Integrate OCI Alarms with CX Service

Expand

Collapse

Integrate OCI Alarms with CX Service

Scott Harwell | 09/28/2020
Views: 900

Oracle customers may use Oracle Cloud Infrastructure (OCI) Alarms to provide automatic IT support based on the performance of Cloud Infrastructure. Oracle B2C Service and Oracle B2B Service may both be used to manage incidents or service requests that require service engagement, such as notifying staff of broader service issues, proactive customer interaction, or other services managed through the contact center. The process below demonstrates the flow of information from Oracle Cloud Infrastructure to CX Service in order to trigger a service process.

To illustrate the ease of configuration we will use an example alarm scenario that will trigger an incident in B2C Service. An alarm configured for vault secret creation will trigger a notification that generates the B2C Service incident. The alarm is an arbitrary choice to easily demonstrate how this process works; the process is the same for any OCI alert.

Design Overview

The solution is comprised of the following components from OCI:

OCI Monitoring service allows customers to create alarms to monitor resources and system behavior significant to their operation. Setting these alarms allows administrators to focus their time and energy on higher value tasks rather than regularly monitoring the resources via metrics and charts. Once alarms are set, OCI will notify of any configured events as defined in alarm definitions. Managing alarms is described here in OCI documentation and some best practices related to alarms are here.
Alarms use OCI Notifications service to notify system administrators about these events. Notifications service uses topics and subscriptions to send out notifications. Messages are published to topics and then sent out to all the subscription channels defined for that topic. OCI Notifications service supports a rich set of subscriptions – Email, PagerDuty, Slack, HTTPS URLs and Oracle Functions. More information about topics and subscriptions is here.
Oracle Functions allows development, deployment, and execution of applications that implement business logic without worrying about the infrastructure where it will execute.
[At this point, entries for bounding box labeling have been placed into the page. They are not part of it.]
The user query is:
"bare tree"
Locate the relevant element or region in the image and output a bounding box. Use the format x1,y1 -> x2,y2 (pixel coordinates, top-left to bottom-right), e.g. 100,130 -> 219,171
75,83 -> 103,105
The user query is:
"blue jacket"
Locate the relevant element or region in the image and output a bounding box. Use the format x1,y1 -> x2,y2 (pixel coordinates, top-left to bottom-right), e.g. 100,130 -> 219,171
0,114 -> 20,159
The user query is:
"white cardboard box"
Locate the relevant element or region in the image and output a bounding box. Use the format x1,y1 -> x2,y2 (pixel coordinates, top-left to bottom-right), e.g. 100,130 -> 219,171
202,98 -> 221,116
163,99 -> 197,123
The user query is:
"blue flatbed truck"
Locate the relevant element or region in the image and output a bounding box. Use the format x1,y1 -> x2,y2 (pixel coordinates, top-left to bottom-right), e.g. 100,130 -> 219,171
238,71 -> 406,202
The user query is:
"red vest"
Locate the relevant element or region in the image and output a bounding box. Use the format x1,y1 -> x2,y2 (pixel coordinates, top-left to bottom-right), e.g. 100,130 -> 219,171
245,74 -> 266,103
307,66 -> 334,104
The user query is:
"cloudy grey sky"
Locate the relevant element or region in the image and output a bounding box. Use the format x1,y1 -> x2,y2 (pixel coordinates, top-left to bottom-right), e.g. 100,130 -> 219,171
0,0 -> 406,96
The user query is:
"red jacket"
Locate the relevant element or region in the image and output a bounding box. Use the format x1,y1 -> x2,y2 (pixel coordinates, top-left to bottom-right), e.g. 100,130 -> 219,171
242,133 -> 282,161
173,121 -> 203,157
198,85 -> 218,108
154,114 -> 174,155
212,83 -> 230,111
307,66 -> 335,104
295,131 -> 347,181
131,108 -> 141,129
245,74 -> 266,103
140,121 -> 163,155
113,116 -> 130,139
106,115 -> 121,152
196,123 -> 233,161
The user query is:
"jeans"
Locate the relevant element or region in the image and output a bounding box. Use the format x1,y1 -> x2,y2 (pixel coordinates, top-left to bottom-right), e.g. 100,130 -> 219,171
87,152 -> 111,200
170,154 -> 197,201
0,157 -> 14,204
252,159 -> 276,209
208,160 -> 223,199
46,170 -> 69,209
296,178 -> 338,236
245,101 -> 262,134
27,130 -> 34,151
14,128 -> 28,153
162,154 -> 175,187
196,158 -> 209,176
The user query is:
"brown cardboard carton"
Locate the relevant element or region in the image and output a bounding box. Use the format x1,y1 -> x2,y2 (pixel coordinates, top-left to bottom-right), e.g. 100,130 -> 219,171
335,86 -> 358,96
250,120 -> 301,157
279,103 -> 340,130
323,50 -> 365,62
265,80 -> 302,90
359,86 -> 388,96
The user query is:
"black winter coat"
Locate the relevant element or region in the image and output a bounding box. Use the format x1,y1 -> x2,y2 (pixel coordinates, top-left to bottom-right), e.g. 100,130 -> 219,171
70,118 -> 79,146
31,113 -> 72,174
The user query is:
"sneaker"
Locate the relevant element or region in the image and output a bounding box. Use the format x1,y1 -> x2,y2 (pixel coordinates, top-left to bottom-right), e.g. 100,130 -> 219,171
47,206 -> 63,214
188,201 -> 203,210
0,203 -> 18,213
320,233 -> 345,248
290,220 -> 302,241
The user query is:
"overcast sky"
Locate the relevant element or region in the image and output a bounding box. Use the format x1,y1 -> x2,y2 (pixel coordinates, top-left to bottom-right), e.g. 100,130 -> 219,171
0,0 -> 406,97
This enables very quick release cycles as you are only concerned with the development of your business logic as the infrastructure is managed automatically.

Implementation Details

The remainder of this post will outline function implementation in detail. References to product documentation will be provided for context while this post focuses on the design elements of the solution.
Documentation Links:

An alarm message belongs one of these four types: OK_TO_FIRING, FIRING_TO_OK, REPEAT and RESET. These message types are described here. Alarm message data depends on the message types. Message type data formats are described here. The documentation has an example of an alarm message.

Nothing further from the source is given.